龍馬との距離を感じたまま長崎から江戸に戻った仁。時代は刻々と動いていました。慶応2(1866)年12月5日、一橋慶喜が徳川第15代将軍に就任します。その20日後の慶応2年12月25日、孝明天皇崩御

 

 そのような世情の中、恭太郎は老中板倉勝静(いたくらかつきよ)より坂本龍馬の動きを探るよう命じられます(栄さんには「奥詰歩兵頭」に就任したと事情を説明していました)。龍馬は寺田屋事件以後公儀に危険視されていました。 勝海舟を通じて龍馬と親交のある恭太郎は辛い立場に立たされたわけです。龍馬は(仁の言葉を胸に)活動を続けていました。慶応3(1867)年初頭、龍馬は土佐の上士後藤象二郎と会談。いわゆる「清風亭会談」と呼ばれるものですが詳細はわかっていません。中央政局において今後の土佐の取るべき方針を話し合ったものと思われます。慶応3年1月〜2月頃のことでしょうか。(龍馬が土佐へライフル銃を運ぶのは慶応3年9月でもう少し 先のことです)。仁は龍馬「暗殺」を止めようと「運命の日」を思

い出そうとしますがまたも「謎の頭痛」に襲われてしまいます。

 

 仁は時代状況を把握しようと勝海舟のもとを訪れ、海舟から「四侯(参与)会議」の計画があることを耳にします。この会議は将軍慶喜と4人の実力者(薩摩の島津久光/越前の松平春嶽/土佐の山内容堂/宇和島伊達宗城)が

京都に上りこれからの国の方針を決定しようとする会議でした。

 この会議は兵庫の港を開くことを優先すべしとする慶喜と徳川と戦争をした 長州の罪を許すべしとする諸侯の間で紛糾。結論は出ませんでした。
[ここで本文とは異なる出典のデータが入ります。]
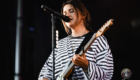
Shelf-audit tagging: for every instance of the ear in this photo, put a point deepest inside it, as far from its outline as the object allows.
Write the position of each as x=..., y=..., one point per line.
x=84, y=14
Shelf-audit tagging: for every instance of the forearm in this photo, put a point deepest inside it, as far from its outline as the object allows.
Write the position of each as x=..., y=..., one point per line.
x=45, y=79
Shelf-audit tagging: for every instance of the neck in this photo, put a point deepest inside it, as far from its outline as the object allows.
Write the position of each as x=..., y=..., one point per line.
x=79, y=30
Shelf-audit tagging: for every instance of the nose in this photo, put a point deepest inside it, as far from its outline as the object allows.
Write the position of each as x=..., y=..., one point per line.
x=68, y=14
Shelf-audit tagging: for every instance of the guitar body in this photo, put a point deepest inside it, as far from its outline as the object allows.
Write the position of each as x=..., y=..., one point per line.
x=69, y=66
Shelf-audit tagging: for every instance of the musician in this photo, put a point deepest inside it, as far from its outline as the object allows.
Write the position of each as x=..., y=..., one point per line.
x=97, y=61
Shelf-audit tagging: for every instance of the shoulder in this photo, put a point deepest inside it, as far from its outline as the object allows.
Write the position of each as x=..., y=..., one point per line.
x=63, y=39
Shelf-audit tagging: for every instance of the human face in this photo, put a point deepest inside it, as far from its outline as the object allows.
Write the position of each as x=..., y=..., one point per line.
x=69, y=11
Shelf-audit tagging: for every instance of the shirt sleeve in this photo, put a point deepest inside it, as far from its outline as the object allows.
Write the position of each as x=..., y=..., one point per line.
x=102, y=68
x=46, y=71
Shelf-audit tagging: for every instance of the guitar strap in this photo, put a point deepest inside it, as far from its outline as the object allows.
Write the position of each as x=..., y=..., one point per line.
x=84, y=42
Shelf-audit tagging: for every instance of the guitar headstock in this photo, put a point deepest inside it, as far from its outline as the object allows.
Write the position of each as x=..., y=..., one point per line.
x=106, y=26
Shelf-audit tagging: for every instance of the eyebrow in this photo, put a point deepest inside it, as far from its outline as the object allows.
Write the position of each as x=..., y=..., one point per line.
x=68, y=10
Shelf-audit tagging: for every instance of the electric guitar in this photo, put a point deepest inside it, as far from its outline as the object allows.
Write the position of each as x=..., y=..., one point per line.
x=69, y=66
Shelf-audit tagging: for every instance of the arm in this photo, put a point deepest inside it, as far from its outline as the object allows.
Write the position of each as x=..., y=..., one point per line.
x=102, y=68
x=46, y=71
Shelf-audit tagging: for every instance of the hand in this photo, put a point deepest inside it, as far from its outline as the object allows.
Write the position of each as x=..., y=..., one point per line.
x=45, y=79
x=80, y=61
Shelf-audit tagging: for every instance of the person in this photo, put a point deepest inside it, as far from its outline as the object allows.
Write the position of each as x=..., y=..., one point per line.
x=97, y=61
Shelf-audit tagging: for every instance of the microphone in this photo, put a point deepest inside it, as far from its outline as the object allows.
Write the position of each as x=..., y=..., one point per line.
x=56, y=14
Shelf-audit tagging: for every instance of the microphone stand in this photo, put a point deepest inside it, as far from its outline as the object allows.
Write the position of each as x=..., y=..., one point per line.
x=53, y=42
x=54, y=15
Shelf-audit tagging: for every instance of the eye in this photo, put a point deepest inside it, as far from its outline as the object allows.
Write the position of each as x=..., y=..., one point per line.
x=64, y=14
x=71, y=10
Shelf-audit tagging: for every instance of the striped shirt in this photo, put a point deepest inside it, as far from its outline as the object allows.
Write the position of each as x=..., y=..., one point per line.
x=99, y=56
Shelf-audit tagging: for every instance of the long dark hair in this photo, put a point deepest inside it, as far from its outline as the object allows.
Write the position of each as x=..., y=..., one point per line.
x=77, y=5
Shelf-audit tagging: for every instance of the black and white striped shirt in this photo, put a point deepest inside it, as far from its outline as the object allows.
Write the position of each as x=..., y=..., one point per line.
x=99, y=56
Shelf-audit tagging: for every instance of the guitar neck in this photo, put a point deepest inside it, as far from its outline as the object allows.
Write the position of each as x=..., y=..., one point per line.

 会議が実際に行なわれたのは慶応3年5月でした。この会議には龍馬の存在は関係ありません。龍馬の暗殺を必死に止めようとする仁のもとへ2通の手紙が―。

 1通は龍馬からの「長芋の中より出でたる虫たちの江戸の芋にもすくいたるかな」 と裏書した写真。1通は野風とルロンの結婚式の招待状でした。

 

 龍馬の歌の意味を気にしながらも野風とルロンの挙式に出席するため横浜へ向かった仁と咲。再会を喜び和気藹々と過ごす4人―。

 しかし野風は仁に重大な事実を告げます。乳の岩(乳がん)再発の恐れがあること、自分の身体に新しい命を宿していることを―


 野風や生まれてくる子どもが命を落すかもしれない― 仁は思い悩みますが咲の「ただの歴史」創りあげるという言葉の後押しを受け、野風の夢を叶え「歴史の修正力」に抗うために仁は仁友堂での野風の手術を決意し龍馬は「政権返上=大政奉還運動」に向けて動き出すのでした(史実より早く実際の龍馬の考えと異なります)。